Breaking supposed taboos is cheaper than fixing the problems they shroud. Politicians speak regularly about the need to “reduce the stigma” surrounding mental health. In an interview Mr Sunak revealed that his mental disposition was improved by the family dog. At the same time, Sir Mark Rowley, head of the Metropolitan Police, said the force would no longer respond to mental-health call-outs, in a change that is part husbanding of resources and part accelerationism. Ensuring that the police and hospitals are able to cope with psychosis is expensive. Reducing the stigma is free.
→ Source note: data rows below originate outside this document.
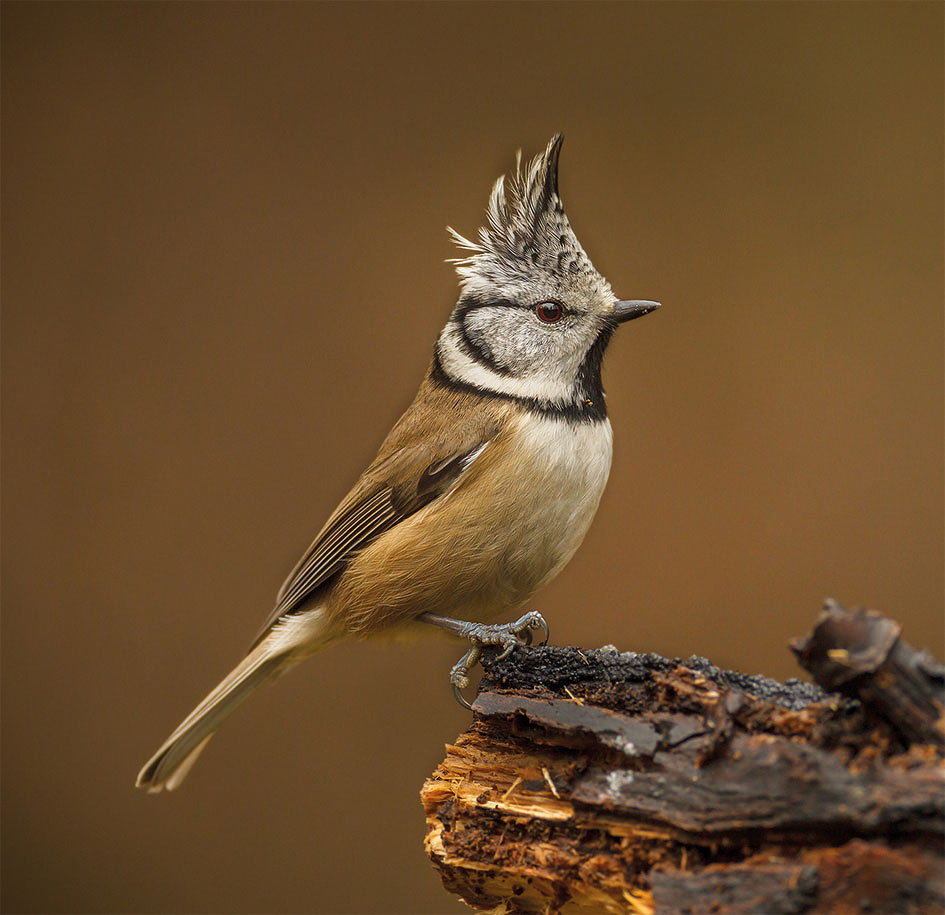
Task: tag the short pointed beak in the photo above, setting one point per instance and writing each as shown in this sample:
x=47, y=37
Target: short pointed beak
x=633, y=308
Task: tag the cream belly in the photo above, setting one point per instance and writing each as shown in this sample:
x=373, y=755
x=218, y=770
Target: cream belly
x=510, y=525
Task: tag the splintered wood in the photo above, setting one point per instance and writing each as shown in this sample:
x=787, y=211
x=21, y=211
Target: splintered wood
x=594, y=781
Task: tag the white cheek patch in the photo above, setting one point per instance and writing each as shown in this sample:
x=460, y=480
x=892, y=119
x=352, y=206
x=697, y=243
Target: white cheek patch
x=459, y=364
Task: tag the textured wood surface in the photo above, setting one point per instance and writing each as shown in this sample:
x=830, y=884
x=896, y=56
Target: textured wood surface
x=595, y=781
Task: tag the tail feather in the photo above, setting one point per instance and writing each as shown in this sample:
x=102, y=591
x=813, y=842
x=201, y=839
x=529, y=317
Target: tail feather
x=167, y=768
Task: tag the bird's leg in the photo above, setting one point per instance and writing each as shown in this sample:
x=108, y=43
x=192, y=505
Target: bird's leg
x=506, y=635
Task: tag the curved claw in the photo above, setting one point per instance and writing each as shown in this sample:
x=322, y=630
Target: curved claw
x=460, y=698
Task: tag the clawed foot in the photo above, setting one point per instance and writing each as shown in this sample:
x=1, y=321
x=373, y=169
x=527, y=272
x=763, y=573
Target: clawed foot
x=508, y=636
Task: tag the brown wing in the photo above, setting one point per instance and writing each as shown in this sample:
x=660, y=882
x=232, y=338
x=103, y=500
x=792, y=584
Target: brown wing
x=403, y=483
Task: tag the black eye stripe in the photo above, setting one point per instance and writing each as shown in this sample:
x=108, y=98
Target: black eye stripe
x=474, y=302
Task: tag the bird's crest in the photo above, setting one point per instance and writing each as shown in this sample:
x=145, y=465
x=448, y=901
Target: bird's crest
x=526, y=229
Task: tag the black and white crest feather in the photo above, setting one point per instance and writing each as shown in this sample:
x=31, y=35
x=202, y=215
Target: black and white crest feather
x=526, y=229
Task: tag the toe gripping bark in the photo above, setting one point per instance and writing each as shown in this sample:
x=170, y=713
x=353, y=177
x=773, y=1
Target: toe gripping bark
x=595, y=781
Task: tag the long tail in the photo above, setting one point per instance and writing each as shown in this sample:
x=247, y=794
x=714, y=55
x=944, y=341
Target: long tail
x=166, y=769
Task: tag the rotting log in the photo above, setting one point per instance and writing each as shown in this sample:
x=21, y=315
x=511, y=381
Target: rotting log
x=607, y=782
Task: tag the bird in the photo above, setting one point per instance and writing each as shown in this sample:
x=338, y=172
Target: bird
x=483, y=489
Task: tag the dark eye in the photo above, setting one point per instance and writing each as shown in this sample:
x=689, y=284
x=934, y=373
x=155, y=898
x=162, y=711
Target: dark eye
x=549, y=312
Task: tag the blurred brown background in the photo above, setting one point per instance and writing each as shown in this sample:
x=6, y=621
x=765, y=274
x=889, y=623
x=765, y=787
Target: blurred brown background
x=223, y=246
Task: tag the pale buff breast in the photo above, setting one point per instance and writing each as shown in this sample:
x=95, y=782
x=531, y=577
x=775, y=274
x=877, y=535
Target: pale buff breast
x=510, y=525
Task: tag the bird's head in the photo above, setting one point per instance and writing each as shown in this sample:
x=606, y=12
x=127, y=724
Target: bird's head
x=533, y=316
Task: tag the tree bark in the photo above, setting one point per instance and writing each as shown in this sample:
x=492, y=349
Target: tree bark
x=595, y=781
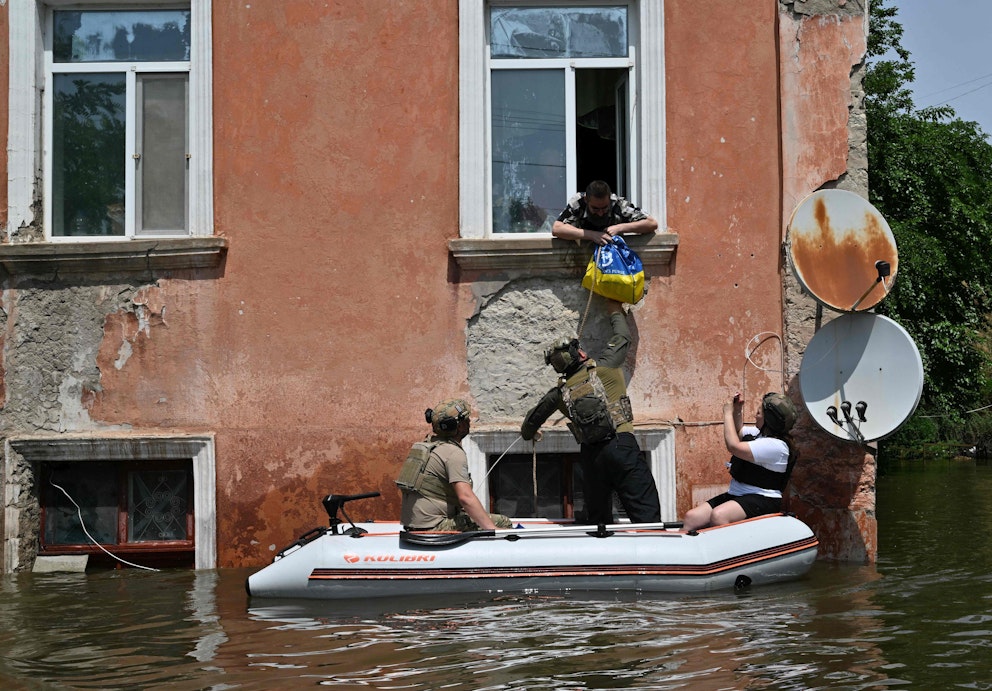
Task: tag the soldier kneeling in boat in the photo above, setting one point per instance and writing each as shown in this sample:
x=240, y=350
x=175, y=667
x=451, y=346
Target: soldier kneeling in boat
x=436, y=485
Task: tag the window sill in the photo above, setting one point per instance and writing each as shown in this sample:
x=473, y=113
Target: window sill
x=657, y=253
x=128, y=256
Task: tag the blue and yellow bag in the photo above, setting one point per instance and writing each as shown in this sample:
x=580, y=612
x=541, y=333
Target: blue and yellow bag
x=615, y=271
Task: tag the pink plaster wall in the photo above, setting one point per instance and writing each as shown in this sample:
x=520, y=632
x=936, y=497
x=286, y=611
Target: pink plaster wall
x=339, y=312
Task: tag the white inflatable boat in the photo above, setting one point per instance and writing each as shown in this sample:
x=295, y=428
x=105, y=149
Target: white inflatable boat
x=363, y=560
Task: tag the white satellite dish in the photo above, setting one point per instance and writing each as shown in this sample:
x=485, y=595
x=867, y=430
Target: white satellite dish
x=861, y=377
x=839, y=247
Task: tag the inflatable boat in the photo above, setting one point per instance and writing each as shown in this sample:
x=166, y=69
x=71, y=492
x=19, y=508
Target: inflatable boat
x=363, y=560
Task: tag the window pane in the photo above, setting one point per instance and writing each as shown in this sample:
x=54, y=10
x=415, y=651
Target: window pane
x=162, y=166
x=528, y=131
x=93, y=486
x=558, y=32
x=88, y=125
x=157, y=501
x=512, y=486
x=128, y=36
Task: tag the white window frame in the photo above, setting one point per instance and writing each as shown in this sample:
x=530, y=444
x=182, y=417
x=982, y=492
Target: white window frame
x=658, y=445
x=28, y=118
x=647, y=164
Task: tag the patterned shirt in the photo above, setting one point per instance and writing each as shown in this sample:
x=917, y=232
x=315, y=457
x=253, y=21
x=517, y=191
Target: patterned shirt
x=577, y=214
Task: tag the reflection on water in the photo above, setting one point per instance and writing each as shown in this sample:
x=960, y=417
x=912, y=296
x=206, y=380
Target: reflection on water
x=921, y=618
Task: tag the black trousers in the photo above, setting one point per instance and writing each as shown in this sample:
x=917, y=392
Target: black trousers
x=617, y=465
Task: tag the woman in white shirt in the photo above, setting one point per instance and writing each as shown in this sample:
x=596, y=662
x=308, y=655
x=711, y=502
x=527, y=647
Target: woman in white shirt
x=762, y=460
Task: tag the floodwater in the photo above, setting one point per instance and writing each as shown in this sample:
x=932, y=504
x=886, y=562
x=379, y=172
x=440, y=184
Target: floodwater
x=921, y=618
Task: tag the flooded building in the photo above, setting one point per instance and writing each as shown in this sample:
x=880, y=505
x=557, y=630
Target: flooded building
x=247, y=244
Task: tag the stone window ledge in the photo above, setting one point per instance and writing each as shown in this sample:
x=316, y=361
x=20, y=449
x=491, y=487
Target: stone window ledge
x=138, y=255
x=543, y=253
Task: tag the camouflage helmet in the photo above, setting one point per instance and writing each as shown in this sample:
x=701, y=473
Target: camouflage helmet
x=563, y=355
x=779, y=412
x=446, y=415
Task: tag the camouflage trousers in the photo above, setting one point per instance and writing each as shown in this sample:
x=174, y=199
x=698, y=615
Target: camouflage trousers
x=462, y=523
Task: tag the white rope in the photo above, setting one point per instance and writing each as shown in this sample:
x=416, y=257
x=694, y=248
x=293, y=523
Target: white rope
x=519, y=437
x=79, y=511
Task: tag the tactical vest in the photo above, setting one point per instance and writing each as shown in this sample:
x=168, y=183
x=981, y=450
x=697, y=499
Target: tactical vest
x=414, y=477
x=593, y=418
x=759, y=476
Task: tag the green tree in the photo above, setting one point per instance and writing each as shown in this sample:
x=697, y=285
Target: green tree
x=930, y=176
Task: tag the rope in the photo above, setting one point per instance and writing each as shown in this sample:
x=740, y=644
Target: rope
x=82, y=525
x=533, y=472
x=747, y=358
x=519, y=437
x=585, y=315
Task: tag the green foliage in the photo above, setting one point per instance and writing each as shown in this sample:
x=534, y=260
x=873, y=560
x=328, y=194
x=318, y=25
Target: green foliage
x=931, y=178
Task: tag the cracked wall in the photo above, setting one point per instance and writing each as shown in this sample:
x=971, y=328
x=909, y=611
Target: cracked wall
x=53, y=336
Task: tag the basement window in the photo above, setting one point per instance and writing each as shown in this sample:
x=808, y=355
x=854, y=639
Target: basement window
x=140, y=511
x=505, y=481
x=148, y=499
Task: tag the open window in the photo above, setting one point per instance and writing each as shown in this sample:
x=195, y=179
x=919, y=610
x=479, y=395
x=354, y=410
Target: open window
x=559, y=108
x=552, y=95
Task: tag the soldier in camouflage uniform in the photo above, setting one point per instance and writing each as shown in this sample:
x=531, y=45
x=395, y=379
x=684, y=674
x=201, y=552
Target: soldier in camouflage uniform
x=593, y=395
x=598, y=215
x=435, y=482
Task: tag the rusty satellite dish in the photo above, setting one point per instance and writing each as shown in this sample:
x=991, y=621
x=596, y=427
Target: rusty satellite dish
x=841, y=250
x=861, y=377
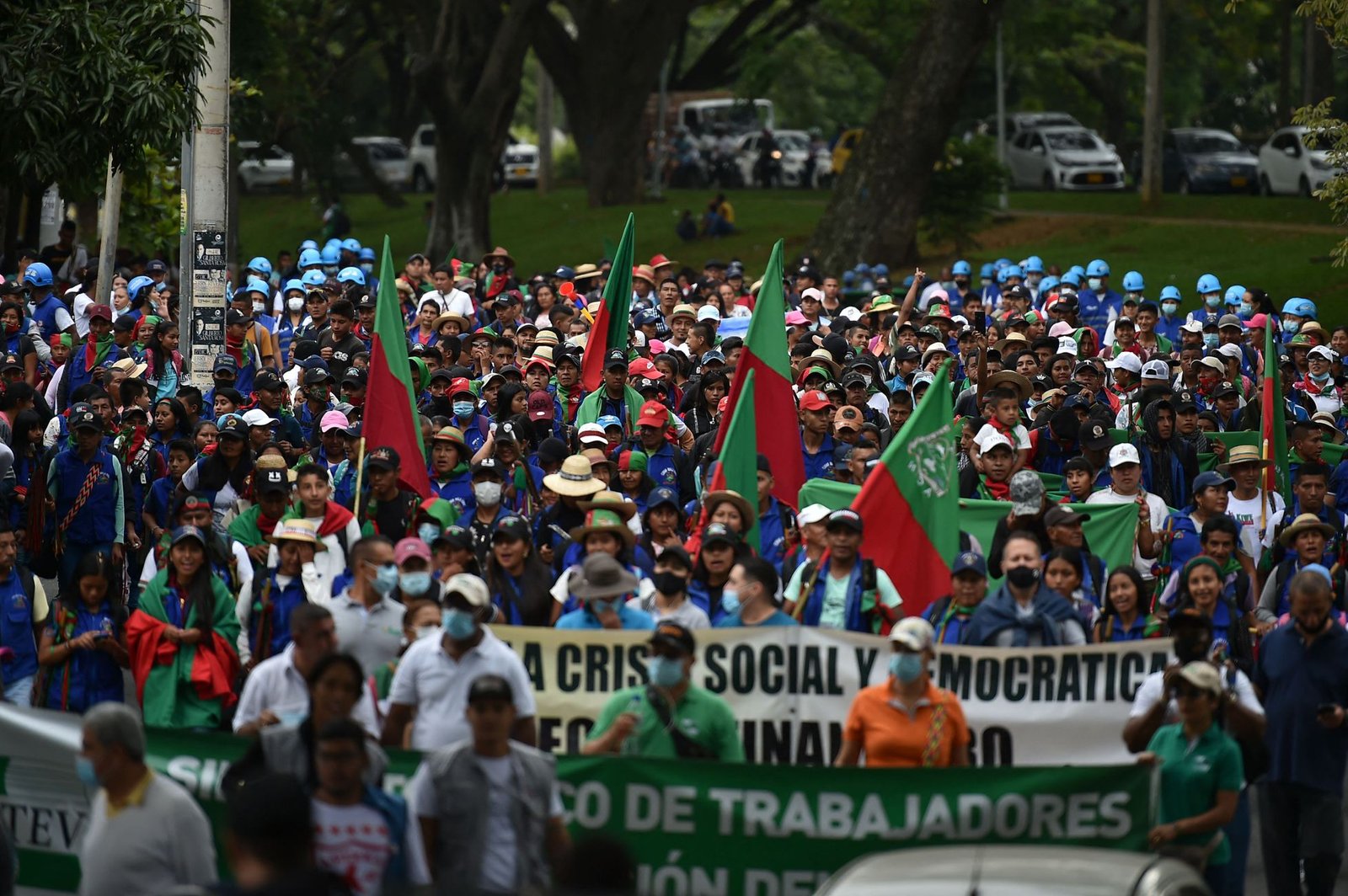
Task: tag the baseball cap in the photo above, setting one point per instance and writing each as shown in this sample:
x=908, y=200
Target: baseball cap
x=1123, y=453
x=1026, y=493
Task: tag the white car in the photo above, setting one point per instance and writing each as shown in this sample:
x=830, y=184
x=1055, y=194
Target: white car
x=795, y=152
x=265, y=168
x=519, y=161
x=1064, y=158
x=1287, y=165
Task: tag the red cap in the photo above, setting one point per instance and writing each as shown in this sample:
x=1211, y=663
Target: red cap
x=654, y=414
x=815, y=401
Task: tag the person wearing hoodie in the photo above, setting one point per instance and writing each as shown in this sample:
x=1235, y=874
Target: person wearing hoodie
x=1024, y=612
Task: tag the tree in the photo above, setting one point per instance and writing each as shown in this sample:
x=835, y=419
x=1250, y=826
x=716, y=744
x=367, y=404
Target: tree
x=85, y=80
x=875, y=208
x=465, y=64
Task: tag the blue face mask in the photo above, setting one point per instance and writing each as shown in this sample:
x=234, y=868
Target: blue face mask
x=415, y=583
x=386, y=579
x=84, y=771
x=664, y=671
x=907, y=667
x=458, y=624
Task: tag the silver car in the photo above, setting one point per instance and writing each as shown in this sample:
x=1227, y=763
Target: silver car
x=1014, y=871
x=1062, y=158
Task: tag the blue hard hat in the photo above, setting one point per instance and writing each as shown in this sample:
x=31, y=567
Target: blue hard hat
x=1301, y=307
x=37, y=274
x=1208, y=283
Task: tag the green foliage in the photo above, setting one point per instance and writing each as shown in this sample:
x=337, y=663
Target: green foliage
x=963, y=182
x=81, y=80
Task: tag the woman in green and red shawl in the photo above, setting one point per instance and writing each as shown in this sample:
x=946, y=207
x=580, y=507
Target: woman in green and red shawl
x=182, y=640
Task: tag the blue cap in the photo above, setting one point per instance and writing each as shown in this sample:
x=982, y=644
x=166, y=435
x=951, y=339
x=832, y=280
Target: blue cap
x=37, y=274
x=970, y=563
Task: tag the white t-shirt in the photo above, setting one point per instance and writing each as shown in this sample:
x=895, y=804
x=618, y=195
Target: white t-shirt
x=1158, y=516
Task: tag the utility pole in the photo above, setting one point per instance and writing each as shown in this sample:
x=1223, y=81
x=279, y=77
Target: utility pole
x=206, y=219
x=545, y=131
x=108, y=233
x=1153, y=116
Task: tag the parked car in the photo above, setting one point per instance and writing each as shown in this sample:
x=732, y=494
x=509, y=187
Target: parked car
x=1064, y=158
x=795, y=152
x=1014, y=871
x=1287, y=165
x=265, y=168
x=1204, y=161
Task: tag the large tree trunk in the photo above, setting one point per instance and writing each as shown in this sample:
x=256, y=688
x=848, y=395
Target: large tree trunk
x=875, y=208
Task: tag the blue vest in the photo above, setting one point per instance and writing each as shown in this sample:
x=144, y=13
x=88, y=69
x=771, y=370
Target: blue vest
x=17, y=630
x=94, y=523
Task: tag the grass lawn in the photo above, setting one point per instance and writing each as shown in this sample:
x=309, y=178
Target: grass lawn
x=543, y=232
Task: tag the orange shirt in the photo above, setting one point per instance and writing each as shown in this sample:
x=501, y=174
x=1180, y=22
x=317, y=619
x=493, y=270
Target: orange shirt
x=891, y=739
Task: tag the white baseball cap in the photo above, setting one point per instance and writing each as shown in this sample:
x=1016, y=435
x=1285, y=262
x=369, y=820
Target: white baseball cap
x=1123, y=453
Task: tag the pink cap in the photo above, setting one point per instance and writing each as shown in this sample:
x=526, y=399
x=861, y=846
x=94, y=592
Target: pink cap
x=410, y=547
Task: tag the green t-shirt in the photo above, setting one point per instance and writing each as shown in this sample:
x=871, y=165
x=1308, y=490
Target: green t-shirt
x=1190, y=776
x=701, y=716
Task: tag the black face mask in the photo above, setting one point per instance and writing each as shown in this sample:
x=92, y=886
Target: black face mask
x=669, y=584
x=1022, y=577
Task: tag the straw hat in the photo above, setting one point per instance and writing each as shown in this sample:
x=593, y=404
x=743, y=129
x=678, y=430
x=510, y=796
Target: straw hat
x=576, y=477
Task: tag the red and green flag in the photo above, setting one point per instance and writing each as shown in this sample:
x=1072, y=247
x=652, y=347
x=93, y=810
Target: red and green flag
x=910, y=503
x=390, y=402
x=615, y=312
x=774, y=402
x=1273, y=428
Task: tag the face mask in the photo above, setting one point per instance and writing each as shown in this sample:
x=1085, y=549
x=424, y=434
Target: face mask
x=84, y=771
x=1022, y=576
x=386, y=579
x=458, y=624
x=415, y=583
x=664, y=671
x=907, y=667
x=669, y=584
x=487, y=493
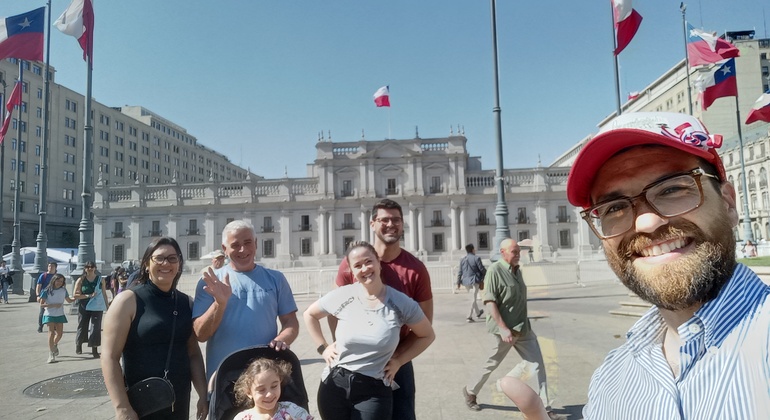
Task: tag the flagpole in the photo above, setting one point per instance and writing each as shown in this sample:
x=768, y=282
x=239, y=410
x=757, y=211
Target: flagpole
x=682, y=8
x=615, y=59
x=748, y=233
x=18, y=288
x=389, y=135
x=41, y=256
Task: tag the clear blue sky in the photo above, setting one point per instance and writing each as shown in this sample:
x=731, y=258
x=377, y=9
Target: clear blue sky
x=257, y=80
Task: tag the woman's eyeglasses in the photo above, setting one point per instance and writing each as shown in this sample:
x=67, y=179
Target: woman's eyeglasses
x=171, y=259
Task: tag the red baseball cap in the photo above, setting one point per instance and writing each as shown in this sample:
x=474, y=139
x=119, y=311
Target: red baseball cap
x=680, y=131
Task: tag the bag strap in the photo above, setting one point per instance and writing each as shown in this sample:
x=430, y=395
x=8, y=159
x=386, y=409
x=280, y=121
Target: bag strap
x=171, y=343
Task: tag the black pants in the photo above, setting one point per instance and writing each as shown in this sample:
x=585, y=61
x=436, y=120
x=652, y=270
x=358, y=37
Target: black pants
x=346, y=395
x=89, y=326
x=403, y=397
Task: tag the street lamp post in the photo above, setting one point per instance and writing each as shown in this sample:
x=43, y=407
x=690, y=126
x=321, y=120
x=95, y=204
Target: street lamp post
x=502, y=231
x=86, y=251
x=41, y=256
x=2, y=162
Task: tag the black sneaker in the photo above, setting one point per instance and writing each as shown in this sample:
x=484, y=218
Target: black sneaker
x=470, y=400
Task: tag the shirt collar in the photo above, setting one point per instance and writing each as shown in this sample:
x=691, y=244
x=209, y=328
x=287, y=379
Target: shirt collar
x=738, y=297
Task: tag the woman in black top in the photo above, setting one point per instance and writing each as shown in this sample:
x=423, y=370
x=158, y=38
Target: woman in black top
x=89, y=322
x=138, y=326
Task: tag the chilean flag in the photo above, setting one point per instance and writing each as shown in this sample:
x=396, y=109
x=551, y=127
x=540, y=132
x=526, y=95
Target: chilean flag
x=717, y=83
x=761, y=109
x=21, y=36
x=627, y=22
x=382, y=97
x=78, y=21
x=707, y=48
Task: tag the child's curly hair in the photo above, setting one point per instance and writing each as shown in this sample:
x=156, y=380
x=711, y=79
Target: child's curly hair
x=243, y=385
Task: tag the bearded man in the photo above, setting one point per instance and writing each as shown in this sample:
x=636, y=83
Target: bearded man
x=654, y=190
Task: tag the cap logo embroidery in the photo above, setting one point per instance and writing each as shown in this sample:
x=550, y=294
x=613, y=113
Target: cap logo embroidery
x=688, y=134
So controversial, so brave

Building an imaginary taboo and then smashing it has long been a tactic of the populist fringe. “But you can’t say that!” is a line from the How To Speak Populist phrasebook. But now it is used by all wings of politics. Once influential populist parties such as the uk Independence Party may have all but died. Those politicians who played up to it, most notably Boris Johnson, have been booted out. Yet the style of politics they espoused—of enlightened voters speaking truth against the wishes of a complacent elite—lives on.

And no wonder. Transgression is enjoyable for a life-long insider, such as Lord Patten. Establishment figures can paint themselves as revolutionaries, daring to speak truth to power. Even the tamest of events, such as attending a pro-EU rally, enjoy an added frisson if an idea is, supposedly, forbidden. Middle-of-the-road ideas —“Brexit is not going well, is it?”—can be laundered as thrillingly transgressive. Why let populists have all the fun?